Papá está por llegar, fue por las flores de cempasúchil, que son amarillas y despiden un olor vegetal intenso; ellas y las veladoras hacen que los santos difuntos encuentren el camino, guiados por la luz y el aroma. Primero llegan los muertos chiquitos, después los grandotes. Yo iré a la cañada y buscaré lupitas, que es el fruto de monte que Deeini saboreaba. Traeré varias, porque hace mucho que no las come.

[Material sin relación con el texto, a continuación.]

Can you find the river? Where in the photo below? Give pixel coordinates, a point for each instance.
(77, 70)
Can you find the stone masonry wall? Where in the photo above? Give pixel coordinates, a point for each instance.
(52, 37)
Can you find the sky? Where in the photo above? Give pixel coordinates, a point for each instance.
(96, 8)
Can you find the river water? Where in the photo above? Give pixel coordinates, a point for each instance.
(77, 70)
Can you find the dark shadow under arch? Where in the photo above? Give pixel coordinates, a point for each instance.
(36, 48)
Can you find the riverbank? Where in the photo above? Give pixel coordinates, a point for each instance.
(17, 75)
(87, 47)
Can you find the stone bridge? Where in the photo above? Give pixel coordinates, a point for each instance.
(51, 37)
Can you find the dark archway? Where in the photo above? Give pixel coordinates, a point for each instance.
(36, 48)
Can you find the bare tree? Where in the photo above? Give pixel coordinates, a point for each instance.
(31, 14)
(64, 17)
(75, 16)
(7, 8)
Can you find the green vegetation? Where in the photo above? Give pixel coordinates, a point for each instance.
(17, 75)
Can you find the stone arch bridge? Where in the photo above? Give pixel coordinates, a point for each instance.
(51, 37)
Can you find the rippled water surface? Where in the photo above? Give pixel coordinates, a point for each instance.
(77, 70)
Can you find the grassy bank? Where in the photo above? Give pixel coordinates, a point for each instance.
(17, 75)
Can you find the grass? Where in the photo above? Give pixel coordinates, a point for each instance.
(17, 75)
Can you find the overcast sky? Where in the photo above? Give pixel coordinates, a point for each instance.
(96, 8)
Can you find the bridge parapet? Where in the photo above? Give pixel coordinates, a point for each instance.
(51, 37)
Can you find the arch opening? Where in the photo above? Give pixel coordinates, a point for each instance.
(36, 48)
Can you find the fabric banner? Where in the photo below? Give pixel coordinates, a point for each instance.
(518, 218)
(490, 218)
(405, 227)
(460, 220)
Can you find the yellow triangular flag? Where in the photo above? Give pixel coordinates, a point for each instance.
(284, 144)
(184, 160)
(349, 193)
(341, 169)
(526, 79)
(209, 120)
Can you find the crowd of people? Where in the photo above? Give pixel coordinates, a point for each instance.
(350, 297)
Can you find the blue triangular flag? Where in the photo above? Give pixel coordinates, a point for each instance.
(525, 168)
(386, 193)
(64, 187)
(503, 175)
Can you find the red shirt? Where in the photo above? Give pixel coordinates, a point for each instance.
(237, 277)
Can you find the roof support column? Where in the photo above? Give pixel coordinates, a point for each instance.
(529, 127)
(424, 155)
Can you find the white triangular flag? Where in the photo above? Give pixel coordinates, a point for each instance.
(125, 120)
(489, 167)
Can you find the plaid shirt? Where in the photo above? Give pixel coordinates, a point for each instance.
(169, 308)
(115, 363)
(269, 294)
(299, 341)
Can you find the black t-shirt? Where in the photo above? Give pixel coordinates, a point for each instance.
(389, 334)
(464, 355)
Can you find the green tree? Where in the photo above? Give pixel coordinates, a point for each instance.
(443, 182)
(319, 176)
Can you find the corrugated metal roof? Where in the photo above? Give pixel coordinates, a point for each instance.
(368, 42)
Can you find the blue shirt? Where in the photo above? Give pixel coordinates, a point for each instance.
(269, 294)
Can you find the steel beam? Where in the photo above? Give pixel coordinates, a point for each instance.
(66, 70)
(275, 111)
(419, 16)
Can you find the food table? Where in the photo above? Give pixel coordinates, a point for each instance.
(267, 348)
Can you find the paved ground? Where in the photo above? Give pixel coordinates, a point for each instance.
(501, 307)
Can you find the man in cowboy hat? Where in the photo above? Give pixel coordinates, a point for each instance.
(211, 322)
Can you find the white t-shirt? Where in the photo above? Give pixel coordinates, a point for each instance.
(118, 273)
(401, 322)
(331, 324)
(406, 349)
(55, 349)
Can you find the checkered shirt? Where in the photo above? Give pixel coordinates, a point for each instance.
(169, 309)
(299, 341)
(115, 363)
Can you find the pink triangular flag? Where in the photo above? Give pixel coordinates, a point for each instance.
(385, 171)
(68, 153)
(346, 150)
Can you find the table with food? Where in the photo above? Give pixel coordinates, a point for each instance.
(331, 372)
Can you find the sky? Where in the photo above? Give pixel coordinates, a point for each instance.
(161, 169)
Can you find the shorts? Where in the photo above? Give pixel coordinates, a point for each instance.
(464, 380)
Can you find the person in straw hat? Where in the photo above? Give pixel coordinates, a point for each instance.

¡El altar ya está terminado! Las hojas de palmilla lo revisten todo; son de un verde intenso, oscuro, brillante, las flores alfombran en ramos el cielo y también los pilares. De las hojas cuelgan las naranjas, mandarinas, limas. Todas ellas como si salieran de un gran árbol. En la mesa están las veladoras y los alimentos que gustaban a los difuntos. Para mi abuelo, dulce de calabaza, terrones de panela para una tía, ¡y a mi hermana su fruta preferida! Una se la abrí y la otra la dejé con un pedazo de bejuco para que se la llevara. ¡La estaré esperando!
A media noche los ruidos del monte se hacen intensos. Veo cómo llega una luciérnaga, revolotea por los andamios y se posa sobre mi brazo, camina hasta alcanzar la mano y después vuela en zigzag, dejándome la sensación de que es el espíritu de mi hermana.
Me despierto, ¡había prometido no dormir para verla!... pero ganó el sueño. Sin hacer ruido, camino despacito hacia el altar: a la luz de las velas compruebo que las lupitas están en el mismo sitio, nadie las ha tocado; o sea que quizás Deeini no había encontrado el camino, no la dejaron venir o, lo peor, no quiso. No sé, no sé.
Con paso veloz decido ir rumbo a la cañada; la abuela me tira una mirada difusa, pero vuelve a quedarse dormida. A la mitad del recorrido se abre la mañana.
Veo el río que serpentea en medio de las montañas y el viento fresco trae olores de pan y de canela.
Me interno hasta el lugar donde mejor percibo a mi hermana; es un rincón escondido, donde las enredaderas se tuercen formando un cielo de hojas y tejen de un amarillo intenso los frutos que al abrirse dan la dulce semilla y en su interior se dibuja la imagen de la virgen. No lo puedo evitar y la llamo con todas mis fuerzas, pero sólo alcanzo a escuchar mi gemido.
Salgo de la espesura cortando de tajo mis lágrimas. Con mi pequeño machete rompo con coraje las hierbas del camino y me golpea la fragancia de la flor de cempasúchil; vuelvo mis ojos a la hondonada y diviso que en el corazón de la mancha verde, justo en el centro, está el rojo quemado de las nochebuenas.
¡Ahora sé que ella ha estado siempre conmigo!